When I talk to friends and family members lately, a common question is “How is the book coming?”
I’ve been a bit stuck lately on the book because of my angst about the title, since my working title bombed in the title survey. Because I structured the chapters and content around the title, I want to finalize the title and reshape the table of contents before I write much more.
I thought my work with authors over the years might prepare me better for my own author journey, In some ways, it has — I know what to expect related to the various milestones on the way to publication. What I hadn’t adequately anticipated is how emotionally unsettled I feel related to the various decisions about the book. While rationally I know that the title is not such a huge hurdle, it feels like one, and one I need to leap over before I can be free to write.
I’ve often observed that authors I’ve served have this linear mentality related to writing the book, wanting to put off other decisions or initiatives while completing the book or during the editing phase.

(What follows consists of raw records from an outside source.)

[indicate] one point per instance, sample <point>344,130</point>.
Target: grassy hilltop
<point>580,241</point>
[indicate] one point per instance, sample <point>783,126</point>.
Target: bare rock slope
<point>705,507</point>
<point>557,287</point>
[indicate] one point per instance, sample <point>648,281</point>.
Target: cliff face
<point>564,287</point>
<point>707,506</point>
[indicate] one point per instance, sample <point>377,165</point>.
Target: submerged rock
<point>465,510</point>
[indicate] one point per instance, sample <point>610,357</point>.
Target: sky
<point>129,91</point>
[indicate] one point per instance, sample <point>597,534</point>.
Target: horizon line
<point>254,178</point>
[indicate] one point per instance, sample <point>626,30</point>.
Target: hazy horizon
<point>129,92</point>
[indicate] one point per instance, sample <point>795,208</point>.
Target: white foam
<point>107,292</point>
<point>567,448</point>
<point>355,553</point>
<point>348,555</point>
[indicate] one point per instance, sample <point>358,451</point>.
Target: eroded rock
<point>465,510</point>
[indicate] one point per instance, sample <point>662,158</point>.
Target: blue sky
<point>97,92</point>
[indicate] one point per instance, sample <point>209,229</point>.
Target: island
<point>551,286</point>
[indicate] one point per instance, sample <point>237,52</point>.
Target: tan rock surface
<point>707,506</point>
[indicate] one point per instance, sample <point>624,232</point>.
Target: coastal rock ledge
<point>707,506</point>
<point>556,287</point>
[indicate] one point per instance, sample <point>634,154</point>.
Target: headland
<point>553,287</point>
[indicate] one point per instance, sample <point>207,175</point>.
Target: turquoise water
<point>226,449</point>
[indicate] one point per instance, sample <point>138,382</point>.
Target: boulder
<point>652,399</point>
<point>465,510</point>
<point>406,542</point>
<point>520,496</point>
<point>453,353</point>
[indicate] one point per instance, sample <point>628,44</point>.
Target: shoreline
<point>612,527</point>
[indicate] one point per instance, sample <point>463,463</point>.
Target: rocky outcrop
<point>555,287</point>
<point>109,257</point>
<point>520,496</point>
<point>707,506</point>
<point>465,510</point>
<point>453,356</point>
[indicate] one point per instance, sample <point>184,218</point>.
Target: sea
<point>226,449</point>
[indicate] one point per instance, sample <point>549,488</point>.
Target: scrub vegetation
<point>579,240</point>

This is the trap I’m in right now, putting off other work on the book until the title decision is marked off.
This linear approach gets in the way of marketing initiatives, as I’ve coached authors to invest in laying the foundation for marketing their books while working on their books. Now that I’m on this side of the author journey, it makes more sense to me because the energy required to make book decisions and write the book does seem to leave little room for parallel projects. I’m curious to explore this further to see if anything I learn can make me a more effective coach for authors.
Another barrier to progress: juggling my full-time job and full-time parenting duties. I expected these, and blocked days off to write, but I find myself wishing for more concentrated and focused time, imagining an idyllic weeklong writer’s retreat, which is unlikely to happen. Instead, I’ll need to carve out moments in the early morning or weekends in addition to the writing days I’ve blocked.
In the back corner of our yard, we have a pond, dug by my husband (by hand!) I picture myself set up out there in a camp chair, with a bonfire to stave off the brisk air as we wait for spring to fully arrive. My laptop is fully charged and the only sound besides the birds and the wind through the trees is my fingers, clicking away at the keyboard. I picture myself writing there: the warmth of the fire, the chill of the air, the luxury of time to be creative. I’ll tell myself, the way I do when I’m enjoying a long run on the trail: I’m doing what I love right now. How blessed I am to have the opportunity to do what I love.